Financial institutions

AWS for Financial Institutions Beeks Financial Cloud has the backing of a major stock exchange

– $57 billion Exchange Cloud client, cornerstone of ICE

– Beeks has raised its forecast three times this year

– Analysts predict 62%/43% revenue/earnings growth

When a technology platform company launches new products, it is extremely useful to have a major user on board from the start. Big tick in the box here for Beeks Financial Cloud (BKS: GOAL).

Beeks, which listed shares on the London Stock Exchange five years ago at 50 pence per share, offers low-latency access to trading assets – futures, forex and more. of the world’s major financial centers including London, Frankfurt, New York, Tokyo and Hong Kong.


The service includes hosting, colocation, connectivity, data flows and network security through a public cloud network. It just launched a private cloud offering called Exchange Cloudan off-the-shelf, off-the-shelf solution that can be installed at a customer site or in a Beeks data center.

Today, Beeks revealed that Exchange Cloud has launched with its first exchange client, ICE Global Network, the US-listed, $57 billion market capitalization global operator of trading networks and equity, commodities, housing and derivatives clearing, with the NYSE as a client.

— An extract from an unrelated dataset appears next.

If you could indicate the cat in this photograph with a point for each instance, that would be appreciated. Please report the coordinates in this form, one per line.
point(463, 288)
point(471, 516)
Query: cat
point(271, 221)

This is part of Beeks’ master plan to expand beyond its core institutional investor base and into the exchanges themselves.

Beeks’ share price rose more than 8% on the news to 157p, valuing the company at around £110million.


“Such a blue-chip customer lends enormous credibility to the Exchange Cloud offering, where the opportunity could potentially be transformative for the business with no comparable offering currently in the market,” Canaccord Genuity analysts said.

This news was accompanied by a largely numberless trade update that highlights ‘growth over the previous year’ in line with revised market expectations – forecasts have been raised three times this year . Forecasts now call for revenue growth of 62% to £18.9m and a 43% increase in EBITDA (earnings before interest, tax, depreciation and amortization) to £5.9m, which implies a margin of 31.3%.